While barely in his teens, Quincy befriended a local singer-pianist who had recently migrated from the Deep South and was only three years his senior. His name was Ray Charles Robinson, better known to the world as Ray Charles. The two youths formed a combo, eventually landing small club and wedding gigs. They would reunite at regular intervals throughout the rest of Charles’ life for magical collaborations.

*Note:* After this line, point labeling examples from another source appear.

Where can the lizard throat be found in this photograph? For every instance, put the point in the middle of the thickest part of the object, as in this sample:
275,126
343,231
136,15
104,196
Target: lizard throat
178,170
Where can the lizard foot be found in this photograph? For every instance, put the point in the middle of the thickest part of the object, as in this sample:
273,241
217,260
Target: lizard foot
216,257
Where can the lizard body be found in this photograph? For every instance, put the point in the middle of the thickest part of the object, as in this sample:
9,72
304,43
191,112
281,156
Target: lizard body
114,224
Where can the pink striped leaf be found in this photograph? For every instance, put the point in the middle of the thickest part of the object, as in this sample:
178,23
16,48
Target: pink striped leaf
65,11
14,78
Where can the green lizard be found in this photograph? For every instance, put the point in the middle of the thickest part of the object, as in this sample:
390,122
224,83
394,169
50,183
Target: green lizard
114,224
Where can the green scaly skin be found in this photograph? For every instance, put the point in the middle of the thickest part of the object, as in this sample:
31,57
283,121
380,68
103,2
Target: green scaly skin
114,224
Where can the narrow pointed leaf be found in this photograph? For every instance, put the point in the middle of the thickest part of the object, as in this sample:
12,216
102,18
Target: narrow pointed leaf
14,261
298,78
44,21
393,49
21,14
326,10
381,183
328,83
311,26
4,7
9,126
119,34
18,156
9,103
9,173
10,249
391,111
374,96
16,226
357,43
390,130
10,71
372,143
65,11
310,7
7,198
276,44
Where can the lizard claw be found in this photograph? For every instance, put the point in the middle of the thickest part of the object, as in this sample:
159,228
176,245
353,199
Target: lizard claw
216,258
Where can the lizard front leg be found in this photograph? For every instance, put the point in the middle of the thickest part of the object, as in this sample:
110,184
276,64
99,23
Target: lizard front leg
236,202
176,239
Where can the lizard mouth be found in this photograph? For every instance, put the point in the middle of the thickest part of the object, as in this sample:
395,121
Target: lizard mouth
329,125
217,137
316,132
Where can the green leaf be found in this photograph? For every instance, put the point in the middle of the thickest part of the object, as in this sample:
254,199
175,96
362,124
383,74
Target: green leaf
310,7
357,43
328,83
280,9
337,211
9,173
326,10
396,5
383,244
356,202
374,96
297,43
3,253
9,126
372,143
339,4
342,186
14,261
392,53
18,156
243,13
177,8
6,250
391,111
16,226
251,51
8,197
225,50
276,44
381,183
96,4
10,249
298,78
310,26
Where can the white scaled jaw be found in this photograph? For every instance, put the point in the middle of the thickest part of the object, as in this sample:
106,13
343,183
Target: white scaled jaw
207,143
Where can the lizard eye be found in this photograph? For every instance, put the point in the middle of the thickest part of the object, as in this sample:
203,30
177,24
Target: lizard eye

At 18, the young trumpeter won a scholarship to Berklee College of Music in Boston, but dropped out abruptly when he received an offer to go on the road with bandleader Lionel Hampton. Quincy loves telling the story of how he would always have a cigarette dangling out the edge of his mouth in order to trick others into thinking he was much older. The stint with Hampton led to work as a freelance arranger. Jones settled in New York, where, throughout the 1950s, he wrote charts for Tommy Dorsey, Gene Krupa, Sarah Vaughan, Count Basie, Duke Ellington, Dinah Washington, Cannonball Adderley and his old friend Ray Charles.
By 1956, Quincy Jones was performing as a trumpeter and music director with the Dizzy Gillespie band on a State Department-sponsored tour of the Middle East and South America. Shortly after his return, he recorded his first albums as a bandleader in his own right for ABC Paramount Records.